Heads up, Chicago. There’s a new city budget in town, passed in late November with a 45-to-5 vote.
One key aspect of the budget is the Community Development Block Grants, a pot of federal fund from the U.S. Department of Housing and Urban Development for community development programs. The fund is split between city agencies and nonprofit “delegate agencies.”
Chicago had more to work with in the 2014 budget because it received $10 million more in block grants and had a larger carryover of unspent funds. But that hasn’t necessarily meant a windfall for city services that Chicago’s vulnerable communities need most, advocates say.
So who were the winners and losers of the block grants?
An analysis by the Chicago Rehab Network, a nonprofit research and advocacy group, found that the departments with the biggest rise in allocations were: the Chicago Police Department, with a $5 million increase; the Department of Public Health, with a $3 million increase; and the Department of Streets and Sanitation, with a $2.8 million increase.
But especially worrying, the group’s analysis noted, was that the line items for small housing repairs for seniors and technical assistance in housing information and guidance stayed flat.
“You’d think with the intense housing crisis that continues that there would be an increased proportional response from the city,” says Rachel Johnston, director of operations for the Chicago Rehab Network.
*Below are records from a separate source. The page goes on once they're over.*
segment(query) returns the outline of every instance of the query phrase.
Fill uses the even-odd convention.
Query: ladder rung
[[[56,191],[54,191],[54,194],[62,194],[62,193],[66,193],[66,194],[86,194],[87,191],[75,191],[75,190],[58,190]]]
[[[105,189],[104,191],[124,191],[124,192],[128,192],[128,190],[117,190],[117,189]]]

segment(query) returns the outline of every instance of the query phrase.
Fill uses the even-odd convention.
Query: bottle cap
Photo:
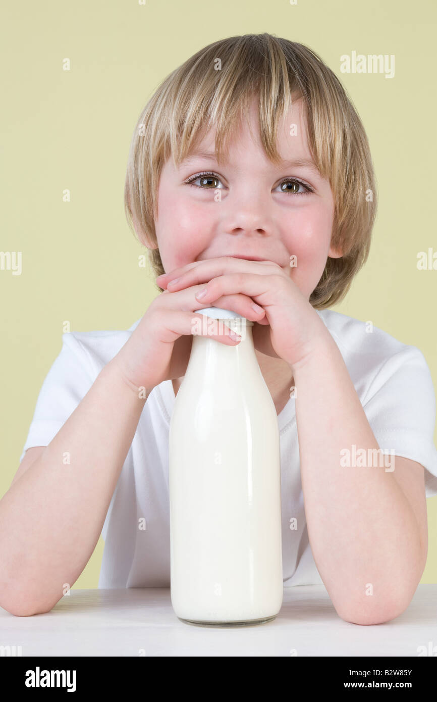
[[[222,307],[203,307],[203,310],[194,310],[194,312],[205,314],[206,317],[210,317],[213,319],[245,319],[246,325],[252,326],[253,324],[251,319],[248,319],[242,314],[234,312],[233,310],[223,310]]]

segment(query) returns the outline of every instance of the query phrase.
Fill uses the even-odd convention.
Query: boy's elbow
[[[14,616],[33,616],[34,614],[45,614],[51,611],[57,602],[36,602],[25,598],[0,597],[0,607],[13,614]]]
[[[375,624],[384,624],[387,621],[391,621],[396,617],[402,614],[410,604],[411,598],[407,602],[402,603],[393,602],[379,604],[377,607],[349,607],[344,610],[337,611],[338,616],[344,621],[351,624],[361,624],[361,625],[370,626]]]

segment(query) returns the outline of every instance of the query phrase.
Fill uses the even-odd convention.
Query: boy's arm
[[[384,465],[341,465],[343,449],[354,444],[356,454],[363,449],[379,458],[368,449],[379,446],[328,330],[293,372],[305,515],[321,577],[343,619],[393,619],[411,601],[426,558],[423,467],[398,456],[393,470],[392,456]]]
[[[148,396],[149,390],[146,392]],[[98,541],[146,399],[116,357],[41,456],[0,501],[0,606],[48,611]]]

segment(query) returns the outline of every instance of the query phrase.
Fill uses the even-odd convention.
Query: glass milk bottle
[[[171,603],[193,624],[258,624],[283,598],[278,418],[253,322],[219,307],[196,312],[211,331],[194,328],[170,425]],[[208,317],[241,340],[211,338]]]

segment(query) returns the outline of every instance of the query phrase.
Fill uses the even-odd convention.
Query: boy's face
[[[330,246],[334,216],[330,186],[307,166],[275,166],[259,141],[255,100],[250,119],[256,143],[248,126],[242,125],[226,163],[217,164],[213,156],[191,154],[179,169],[174,168],[171,159],[164,164],[155,222],[163,265],[169,273],[206,258],[258,257],[278,263],[308,300],[327,257],[341,256]],[[296,135],[290,134],[292,124],[297,126]],[[213,153],[214,144],[214,133],[209,132],[196,150]],[[280,125],[278,148],[284,161],[312,160],[301,100],[293,102]],[[215,176],[194,178],[194,185],[184,182],[203,171]],[[288,192],[281,187],[286,179],[283,187]],[[314,192],[307,192],[295,179]],[[217,190],[220,199],[215,197]],[[290,267],[293,254],[297,264]]]

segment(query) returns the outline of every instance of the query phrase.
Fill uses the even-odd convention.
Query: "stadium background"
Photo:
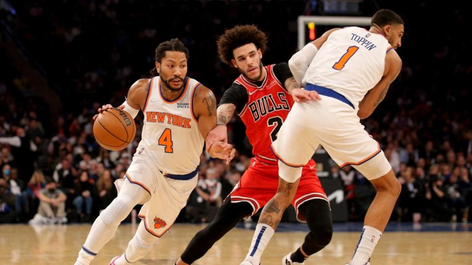
[[[134,81],[148,77],[159,43],[180,39],[190,51],[188,76],[211,88],[219,99],[238,75],[216,53],[216,38],[225,29],[253,24],[266,32],[268,48],[263,61],[267,65],[286,61],[296,51],[298,16],[370,16],[381,8],[395,11],[405,22],[402,47],[397,50],[403,67],[385,99],[363,123],[404,183],[392,219],[411,221],[412,213],[419,212],[421,222],[470,221],[472,23],[467,12],[472,4],[345,1],[358,3],[358,9],[346,10],[347,6],[332,3],[343,1],[328,0],[0,0],[0,137],[11,139],[23,128],[26,133],[22,142],[30,140],[36,146],[0,143],[0,174],[5,181],[0,183],[4,187],[1,203],[6,205],[8,198],[14,198],[11,207],[1,208],[0,222],[28,222],[36,213],[37,199],[28,187],[35,169],[55,176],[67,194],[69,222],[91,222],[110,203],[116,192],[110,181],[122,177],[130,162],[142,115],[137,119],[134,144],[112,153],[94,141],[91,117],[103,104],[119,105]],[[326,11],[326,6],[332,9]],[[231,166],[203,156],[200,167],[200,188],[215,192],[207,185],[211,182],[204,180],[214,174],[208,178],[219,180],[221,198],[231,190],[251,156],[243,125],[234,118],[228,129],[238,151]],[[340,170],[326,161],[328,176],[323,181],[333,190],[343,190],[344,199],[342,216],[335,219],[361,220],[373,188],[352,169]],[[15,175],[19,193],[11,190]],[[87,175],[84,183],[81,175]],[[92,194],[90,211],[87,200],[74,200],[85,190]],[[189,206],[193,209],[184,209],[178,221],[211,218],[218,200],[199,197],[192,194]],[[284,220],[294,221],[293,215],[288,213]]]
The report goes on to call for a significant increase in housing assistance “to repair the instability caused by the economic downturn.” Without this investment, “neighborhoods will not recover due to the decrease in household spending.”
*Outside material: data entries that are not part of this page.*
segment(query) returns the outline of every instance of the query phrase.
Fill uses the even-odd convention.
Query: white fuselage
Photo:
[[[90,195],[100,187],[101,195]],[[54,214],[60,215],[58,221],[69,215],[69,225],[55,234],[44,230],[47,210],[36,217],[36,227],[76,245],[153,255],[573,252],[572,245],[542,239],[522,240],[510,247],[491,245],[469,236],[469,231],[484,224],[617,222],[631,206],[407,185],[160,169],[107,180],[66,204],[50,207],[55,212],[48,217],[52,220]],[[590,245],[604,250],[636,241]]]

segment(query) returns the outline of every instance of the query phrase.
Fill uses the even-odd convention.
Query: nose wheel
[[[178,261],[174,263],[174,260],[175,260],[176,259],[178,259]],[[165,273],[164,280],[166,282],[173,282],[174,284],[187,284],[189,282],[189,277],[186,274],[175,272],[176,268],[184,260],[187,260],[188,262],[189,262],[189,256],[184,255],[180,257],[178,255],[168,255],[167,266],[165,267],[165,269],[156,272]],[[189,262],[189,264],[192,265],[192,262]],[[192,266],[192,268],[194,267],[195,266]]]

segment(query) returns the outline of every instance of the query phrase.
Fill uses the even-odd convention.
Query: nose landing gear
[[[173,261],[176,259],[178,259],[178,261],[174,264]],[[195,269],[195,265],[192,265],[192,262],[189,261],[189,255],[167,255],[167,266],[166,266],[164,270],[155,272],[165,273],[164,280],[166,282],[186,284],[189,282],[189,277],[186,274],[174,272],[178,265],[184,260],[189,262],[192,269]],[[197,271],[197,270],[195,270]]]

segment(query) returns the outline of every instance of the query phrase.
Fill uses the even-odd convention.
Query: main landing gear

The mayor’s office did not respond to a request for comment on how the allocation of block grants was decided. But the city’s website notes that the decisions on funding are made “based on a number of factors, including but not limited to: previous experience and accomplishments; capacity; collaborations and linkages; proposed goals/outcomes; comprehensive distribution of funds geographically, and; respect to population needs.”
Johnston hopes to see a more serious response to the housing crisis in the future. “Throwing a bucket of water on a whole warehouse that is burning down is not proportional to the response that is needed,” she said.